Under virtually every responsible proposal to address the housing crisis, the Federal Housing Administration within HUD will play a central role. The FHA can provide federally insured home loans in amounts and on terms that working families can afford without fear of ticking time bomb interest rate spikes and other predatory practices. With perhaps as many as 2 million more home loans in default heading to foreclosure this year, we cannot afford to have our nation’s lead housing agency adrift until next January.
HUD still has many long-term public servants in senior positions capable of addressing the needs of American homeowners. Yet within the FHA there are critical vacancies that need to be filled. What’s more, lack of direction and support from the top has been the norm over the past eight years.
Indeed, over the course of his presidency, Bush talked up homeownership, yet HUD and the FHA ceded the home loan territory for low- and moderate-income working Americans to unregulated mortgage companies. What some commentators have called "unbridled markets” were aided and abetted by deliberate under-regulation during the Bush years.
Top administration officials, alongside conservatives in Congress, continue to try to shift blame away from their ideology-driven policies and onto anyone they can label a "speculator" now that this man-made mortgage meltdown has resulted in devastating economic consequences. Never mind that millions of homeowners were trying to get away from excessive rent payments due to the nation’s chronic shortage of decent affordable rental housing.

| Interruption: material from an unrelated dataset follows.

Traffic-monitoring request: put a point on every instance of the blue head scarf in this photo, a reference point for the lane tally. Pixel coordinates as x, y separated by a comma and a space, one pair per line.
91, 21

There will be time later to sort out the legacy of Secretary Jackson. His resignation, however, immediately focuses even greater pressure on Treasury Secretary Henry Paulson, Federal Reserve Board Chairman Ben Bernanke, and President Bush to stop intoning the magic of the marketplace working itself out, and to start using the levers of government to get housing and home loan markets back to normal functioning as quickly as possible.
The Bush administration has signaled that it may well turn to FHA to help troubled homeowners—months after Congress decided this was the way to go and only weeks after Sen. Christopher Dodd (D-CT) and Rep. Barney Frank (D-MA) introduced legislation along these lines. For the FHA to play the role that is envisioned, however, it will need regulatory flexibility and, of course, leadership—and soon.